Sunday, 2 January 2011

High Water Mark for Restoration


Pat Mucci has asked some questions on Golfclubatlas.com recently (2006) about restoration, and specifically about renovating to a key date or time in a clubs history. This is often referred to as the architectural high water mark.

I’m not sure I buy into the concept of “high water mark.” I do think restoration architects usually choose a date to restore to and then spend their efforts trying to get “most” of the course back to that date. In fact most “dates” present themselves without much debate. Whether due to information or circumstance, one day usually stands out from all others and selecting this date as a high water mark may make perfect sense.
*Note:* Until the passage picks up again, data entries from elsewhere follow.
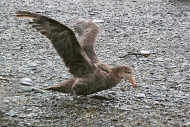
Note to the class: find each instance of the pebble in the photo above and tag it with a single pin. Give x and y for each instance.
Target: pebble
(26, 81)
(140, 95)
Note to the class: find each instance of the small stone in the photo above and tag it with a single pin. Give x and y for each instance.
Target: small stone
(26, 81)
(140, 95)
(186, 124)
(98, 21)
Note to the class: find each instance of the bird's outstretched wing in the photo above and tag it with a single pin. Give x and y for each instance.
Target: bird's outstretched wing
(88, 31)
(64, 41)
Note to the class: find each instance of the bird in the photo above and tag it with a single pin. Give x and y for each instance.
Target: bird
(89, 74)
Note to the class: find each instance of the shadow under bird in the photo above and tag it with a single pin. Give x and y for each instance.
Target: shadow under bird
(89, 74)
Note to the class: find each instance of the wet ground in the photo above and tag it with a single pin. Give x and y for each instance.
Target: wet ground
(162, 98)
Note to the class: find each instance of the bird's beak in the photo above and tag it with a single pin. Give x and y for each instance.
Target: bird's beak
(132, 81)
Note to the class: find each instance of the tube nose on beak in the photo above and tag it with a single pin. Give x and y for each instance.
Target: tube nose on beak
(132, 81)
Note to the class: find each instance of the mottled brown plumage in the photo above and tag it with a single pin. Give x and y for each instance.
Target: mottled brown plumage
(89, 74)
But what if there are many dates to choose from? For example what was the high water mark at Merion for example? The 1930 US Open with Bobby Jones win? Ben Hogan? The Last US Open won by Davis Graham? Merion is the best example where one significant date seems too narrow-minded. While 1930 was a great date for golf, I struggle with that being “the” date for the course when you consider the work of the superintendent Joe Valentine and where the course evolved to during his tenure. To ignore that seems to myopic to me. Merion choose 1930, which was a logical date I guess, but I personally found there are a couple of holes where I wish they never went back to 1930 when they did the recent renovation.

Pat asks the question of who should decide. My answer is an architect or golf writer who is heavily involved in preservation and history of golf course architecture. They need someone who will place the history of the course and the importance of the architecture in its proper perspective. I think a club has to seek outside opinion and see if they all agree. They may need to do nothing until they are truly sure that they have made the correct decision.

Choosing one date is not always appropriate. Most clubs have many significant dates and many photographs that span a series of years. The information provides a series of snapshots to the evolution of the course. While one logical date may tie in with a significant moment at the club, there is also a chance that the architecture of the club was far superior before or after this date. The last Canadian Open at St. George’s brought significant changes and I would argue this was also the architectural “low” water mark for that club, but someone else may choose that date because of the historical significance. Choosing one date brings a danger. Seminole would be an example where going back to “Ross” would be an immediate reaction and yet the 18th green relocated by Dick Wilson is a standout thatmakes the hole great.

This is not a simple question, and truth be told, this can only be answered on a case by case basis. While I don't disagree with the notion of a high water mark, I don't agree with the concept of a high water mark for all courses.